Chambre commerciale, 22 juillet 2024 — 24/00022
Texte intégral
N° de minute : 2024/54
COUR D'APPEL DE NOUMÉA
Arrêt du 22 juillet 2024
Chambre commerciale
N° RG 24/00022 - N° Portalis DBWF-V-B7I-UYZ
Décision déférée à la cour : Jugement rendu le 18 avril 2024 par le tribunal mixte de commerce de NOUMEA (RG n° 2024/00346)

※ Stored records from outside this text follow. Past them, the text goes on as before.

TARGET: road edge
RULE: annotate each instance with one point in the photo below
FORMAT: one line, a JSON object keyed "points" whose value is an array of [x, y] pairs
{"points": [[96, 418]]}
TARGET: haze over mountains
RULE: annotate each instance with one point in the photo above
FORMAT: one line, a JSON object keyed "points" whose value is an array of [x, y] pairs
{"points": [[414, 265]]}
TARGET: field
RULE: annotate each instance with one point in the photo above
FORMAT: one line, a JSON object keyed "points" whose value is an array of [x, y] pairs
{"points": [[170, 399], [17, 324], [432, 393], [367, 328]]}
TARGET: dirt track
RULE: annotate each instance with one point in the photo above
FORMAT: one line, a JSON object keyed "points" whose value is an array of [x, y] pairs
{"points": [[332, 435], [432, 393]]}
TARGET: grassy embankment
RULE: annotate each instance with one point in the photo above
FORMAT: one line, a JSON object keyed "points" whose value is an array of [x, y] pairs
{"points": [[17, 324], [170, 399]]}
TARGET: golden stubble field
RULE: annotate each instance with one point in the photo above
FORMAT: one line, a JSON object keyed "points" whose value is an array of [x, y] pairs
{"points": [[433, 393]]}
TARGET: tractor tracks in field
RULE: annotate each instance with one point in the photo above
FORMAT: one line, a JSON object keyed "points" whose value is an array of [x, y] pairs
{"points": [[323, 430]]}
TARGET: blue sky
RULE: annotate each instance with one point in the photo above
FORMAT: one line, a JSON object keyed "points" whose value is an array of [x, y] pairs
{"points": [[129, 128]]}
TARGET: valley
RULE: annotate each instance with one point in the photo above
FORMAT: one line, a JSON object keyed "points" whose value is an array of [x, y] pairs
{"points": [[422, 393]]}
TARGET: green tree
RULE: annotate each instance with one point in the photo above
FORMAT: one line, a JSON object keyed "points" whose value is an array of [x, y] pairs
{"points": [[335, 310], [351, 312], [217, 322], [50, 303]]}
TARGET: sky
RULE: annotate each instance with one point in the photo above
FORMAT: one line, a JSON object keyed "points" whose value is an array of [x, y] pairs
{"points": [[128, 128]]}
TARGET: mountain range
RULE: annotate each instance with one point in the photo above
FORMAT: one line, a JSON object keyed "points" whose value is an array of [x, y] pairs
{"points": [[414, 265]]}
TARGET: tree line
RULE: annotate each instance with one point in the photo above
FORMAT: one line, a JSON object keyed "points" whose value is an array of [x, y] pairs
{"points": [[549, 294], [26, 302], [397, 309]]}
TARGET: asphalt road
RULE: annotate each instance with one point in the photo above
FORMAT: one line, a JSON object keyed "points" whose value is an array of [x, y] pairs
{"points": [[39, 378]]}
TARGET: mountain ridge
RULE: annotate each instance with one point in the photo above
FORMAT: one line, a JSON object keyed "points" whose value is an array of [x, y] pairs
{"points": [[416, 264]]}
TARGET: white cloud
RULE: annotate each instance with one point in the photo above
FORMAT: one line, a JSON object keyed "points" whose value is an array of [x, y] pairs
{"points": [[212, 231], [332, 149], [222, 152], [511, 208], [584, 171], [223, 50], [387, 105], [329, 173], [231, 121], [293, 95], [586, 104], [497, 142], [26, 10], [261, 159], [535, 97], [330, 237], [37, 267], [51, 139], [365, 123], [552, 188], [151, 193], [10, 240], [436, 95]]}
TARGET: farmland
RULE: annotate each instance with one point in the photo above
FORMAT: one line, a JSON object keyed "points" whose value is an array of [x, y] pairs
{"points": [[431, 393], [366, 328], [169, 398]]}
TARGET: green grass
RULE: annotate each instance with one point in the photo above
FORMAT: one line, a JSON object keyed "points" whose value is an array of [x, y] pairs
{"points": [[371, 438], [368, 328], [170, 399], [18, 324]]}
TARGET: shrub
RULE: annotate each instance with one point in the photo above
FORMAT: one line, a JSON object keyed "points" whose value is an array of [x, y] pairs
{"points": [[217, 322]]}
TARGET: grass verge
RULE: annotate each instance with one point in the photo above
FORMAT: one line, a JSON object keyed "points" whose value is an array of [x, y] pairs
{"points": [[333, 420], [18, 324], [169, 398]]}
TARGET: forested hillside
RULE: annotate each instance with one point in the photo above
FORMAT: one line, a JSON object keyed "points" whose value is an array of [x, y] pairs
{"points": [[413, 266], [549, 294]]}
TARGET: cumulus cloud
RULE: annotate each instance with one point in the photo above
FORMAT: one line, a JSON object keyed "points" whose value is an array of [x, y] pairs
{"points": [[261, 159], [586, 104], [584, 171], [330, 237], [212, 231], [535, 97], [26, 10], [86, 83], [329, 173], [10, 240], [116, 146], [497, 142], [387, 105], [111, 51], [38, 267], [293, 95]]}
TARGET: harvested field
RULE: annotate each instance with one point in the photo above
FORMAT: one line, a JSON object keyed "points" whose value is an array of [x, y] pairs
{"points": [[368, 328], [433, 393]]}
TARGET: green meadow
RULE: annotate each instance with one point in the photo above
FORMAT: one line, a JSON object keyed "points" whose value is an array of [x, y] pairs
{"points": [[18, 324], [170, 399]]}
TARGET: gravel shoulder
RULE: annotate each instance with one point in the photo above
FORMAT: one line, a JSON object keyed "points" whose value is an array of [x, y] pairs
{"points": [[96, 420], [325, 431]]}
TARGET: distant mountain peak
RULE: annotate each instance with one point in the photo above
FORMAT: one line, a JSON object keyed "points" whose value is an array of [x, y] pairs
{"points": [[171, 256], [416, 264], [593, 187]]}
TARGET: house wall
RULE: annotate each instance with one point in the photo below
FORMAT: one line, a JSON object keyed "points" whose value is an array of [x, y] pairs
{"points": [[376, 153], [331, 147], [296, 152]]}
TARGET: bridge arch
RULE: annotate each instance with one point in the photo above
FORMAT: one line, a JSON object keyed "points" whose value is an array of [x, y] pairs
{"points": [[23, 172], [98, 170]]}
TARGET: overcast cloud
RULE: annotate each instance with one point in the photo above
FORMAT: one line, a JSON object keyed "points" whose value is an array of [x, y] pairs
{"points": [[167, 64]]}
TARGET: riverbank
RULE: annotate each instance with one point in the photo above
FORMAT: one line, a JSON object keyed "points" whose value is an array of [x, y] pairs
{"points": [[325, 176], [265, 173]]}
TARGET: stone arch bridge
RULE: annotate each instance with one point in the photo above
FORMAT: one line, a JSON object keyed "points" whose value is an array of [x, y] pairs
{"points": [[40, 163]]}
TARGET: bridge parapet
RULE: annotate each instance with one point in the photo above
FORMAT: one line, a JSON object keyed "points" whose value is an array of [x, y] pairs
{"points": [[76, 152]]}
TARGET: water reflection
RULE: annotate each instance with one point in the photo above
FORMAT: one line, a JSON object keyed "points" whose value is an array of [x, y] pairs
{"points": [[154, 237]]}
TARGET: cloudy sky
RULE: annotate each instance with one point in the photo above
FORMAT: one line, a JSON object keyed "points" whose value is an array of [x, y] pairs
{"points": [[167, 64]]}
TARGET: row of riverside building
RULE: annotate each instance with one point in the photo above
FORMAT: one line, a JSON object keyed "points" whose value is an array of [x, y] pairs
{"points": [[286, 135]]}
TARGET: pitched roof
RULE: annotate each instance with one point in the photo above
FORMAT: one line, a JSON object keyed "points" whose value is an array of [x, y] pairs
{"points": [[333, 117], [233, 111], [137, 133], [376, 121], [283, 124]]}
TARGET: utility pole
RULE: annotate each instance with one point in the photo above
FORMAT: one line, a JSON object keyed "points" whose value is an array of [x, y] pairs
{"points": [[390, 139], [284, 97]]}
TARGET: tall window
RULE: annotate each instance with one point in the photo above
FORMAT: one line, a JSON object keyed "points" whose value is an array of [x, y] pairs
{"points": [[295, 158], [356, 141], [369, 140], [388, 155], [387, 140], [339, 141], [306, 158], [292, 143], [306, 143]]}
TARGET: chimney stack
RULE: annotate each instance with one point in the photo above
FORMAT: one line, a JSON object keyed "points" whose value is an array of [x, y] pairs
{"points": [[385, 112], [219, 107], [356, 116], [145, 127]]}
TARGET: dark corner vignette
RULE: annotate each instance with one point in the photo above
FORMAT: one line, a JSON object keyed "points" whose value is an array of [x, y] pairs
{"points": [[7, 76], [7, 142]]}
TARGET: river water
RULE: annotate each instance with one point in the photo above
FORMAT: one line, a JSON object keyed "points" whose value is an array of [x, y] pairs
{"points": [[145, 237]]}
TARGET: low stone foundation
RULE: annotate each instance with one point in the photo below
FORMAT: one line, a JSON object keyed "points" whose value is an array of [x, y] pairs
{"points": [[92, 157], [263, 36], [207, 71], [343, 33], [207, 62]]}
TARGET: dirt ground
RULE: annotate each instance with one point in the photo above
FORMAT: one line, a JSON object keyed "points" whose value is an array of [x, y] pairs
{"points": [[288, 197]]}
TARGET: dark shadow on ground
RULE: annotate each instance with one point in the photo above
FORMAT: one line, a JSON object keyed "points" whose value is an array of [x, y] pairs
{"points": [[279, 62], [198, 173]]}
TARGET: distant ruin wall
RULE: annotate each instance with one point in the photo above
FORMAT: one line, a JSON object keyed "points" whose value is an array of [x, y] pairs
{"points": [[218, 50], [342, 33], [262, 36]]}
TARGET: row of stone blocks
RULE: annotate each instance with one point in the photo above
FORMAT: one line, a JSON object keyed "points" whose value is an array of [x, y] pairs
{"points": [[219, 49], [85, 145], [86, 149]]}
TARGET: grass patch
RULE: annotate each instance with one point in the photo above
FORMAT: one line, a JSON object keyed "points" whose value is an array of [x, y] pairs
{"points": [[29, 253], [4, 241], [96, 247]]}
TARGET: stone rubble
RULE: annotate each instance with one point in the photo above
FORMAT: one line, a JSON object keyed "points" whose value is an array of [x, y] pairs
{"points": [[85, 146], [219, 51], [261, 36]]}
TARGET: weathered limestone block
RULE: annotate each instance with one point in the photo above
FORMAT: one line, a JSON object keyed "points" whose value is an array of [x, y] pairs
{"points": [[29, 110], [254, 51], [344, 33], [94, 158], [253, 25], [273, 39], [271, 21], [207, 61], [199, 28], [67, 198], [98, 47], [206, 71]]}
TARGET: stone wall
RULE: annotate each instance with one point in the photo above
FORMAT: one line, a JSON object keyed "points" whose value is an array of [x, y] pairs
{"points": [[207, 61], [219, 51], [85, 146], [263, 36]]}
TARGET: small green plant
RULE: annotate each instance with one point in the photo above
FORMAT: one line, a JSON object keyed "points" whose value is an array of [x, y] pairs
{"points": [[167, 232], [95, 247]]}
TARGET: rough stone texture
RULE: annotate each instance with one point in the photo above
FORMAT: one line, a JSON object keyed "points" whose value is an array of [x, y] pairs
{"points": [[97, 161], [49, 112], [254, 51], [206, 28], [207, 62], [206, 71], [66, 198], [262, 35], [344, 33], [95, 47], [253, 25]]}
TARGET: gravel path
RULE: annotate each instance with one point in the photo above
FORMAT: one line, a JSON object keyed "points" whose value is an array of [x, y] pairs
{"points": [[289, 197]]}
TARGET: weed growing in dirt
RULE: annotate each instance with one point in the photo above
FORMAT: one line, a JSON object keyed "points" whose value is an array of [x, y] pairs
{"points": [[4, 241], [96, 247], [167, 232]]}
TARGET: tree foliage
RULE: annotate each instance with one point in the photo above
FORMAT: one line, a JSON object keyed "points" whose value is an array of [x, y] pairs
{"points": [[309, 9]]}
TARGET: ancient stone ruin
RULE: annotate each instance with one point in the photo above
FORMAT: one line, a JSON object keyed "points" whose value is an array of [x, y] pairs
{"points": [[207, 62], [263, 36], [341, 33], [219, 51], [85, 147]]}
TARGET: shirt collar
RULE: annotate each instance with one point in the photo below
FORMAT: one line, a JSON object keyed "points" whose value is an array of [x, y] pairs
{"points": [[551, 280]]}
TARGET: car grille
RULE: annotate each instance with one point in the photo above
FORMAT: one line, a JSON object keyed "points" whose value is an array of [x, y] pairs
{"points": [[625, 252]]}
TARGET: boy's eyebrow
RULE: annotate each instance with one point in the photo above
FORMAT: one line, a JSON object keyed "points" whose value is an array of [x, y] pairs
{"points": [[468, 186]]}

Saisine de la cour : 7 mai 2024
APPELANT
S.A.R.L. SOFACAL, représentée par son gérant,
Siège social : [Adresse 3]
Représentée par Me Marie-Astrid CAZALI de la SELARL M.A.C AVOCAT, avocat au barreau de NOUMEA
INTIMÉS
S.E.L.A.R.L. [I] [Y], ès qualités de mandataire liquidateur de la SARL SOFACAL,
Siège : [Adresse 1]
Société MALAKOFF HUMANIS INTERNATIONAL AGIRC-ARRCO,
Siège social : [Adresse 2]
Représentée par Me Fabien MARIE, avocat au barreau de NOUMEA
AUTRE INTERVENANT
MINISTERE PUBLIC
COMPOSITION DE LA COUR :
L'affaire a été débattue le 11 juillet 2024, en chambre du conseil, devant la cour composée de :
M. Philippe ALLARD, Président de chambre, président,
Mme Marie-Claude XIVECAS, Conseiller,
Mme Béatrice VERNHET-HEINRICH, Conseillère,
qui en ont délibéré, sur le rapport de M. Philippe ALLARD.
22/07/2024 : Copie revêtue de la formule exécutoire - Me CAZALI ;
Expéditions - Me [Y] ; Me MARIE ; MP ;
- Copie CA ; Copie TMC
Greffier lors des débats : M. Petelo GOGO
Greffier lors de la mise à disposition : M. Petelo GOGO
L'affaire a été communiquée au ministère public, qui a fait connaître son avis.
ARRÊT :
- contradictoire,
- prononcé publiquement par mise à disposition de l'arrêt au greffe de la Cour, les parties en ayant été préalablement avisées dans les conditions prévues à l'article 451 du code de procédure civile de la Nouvelle-Calédonie,
- signé par M. Philippe ALLARD, président, et par M. Petelo GOGO, greffier, auquel la minute de la décision a été transmise par le magistrat signataire.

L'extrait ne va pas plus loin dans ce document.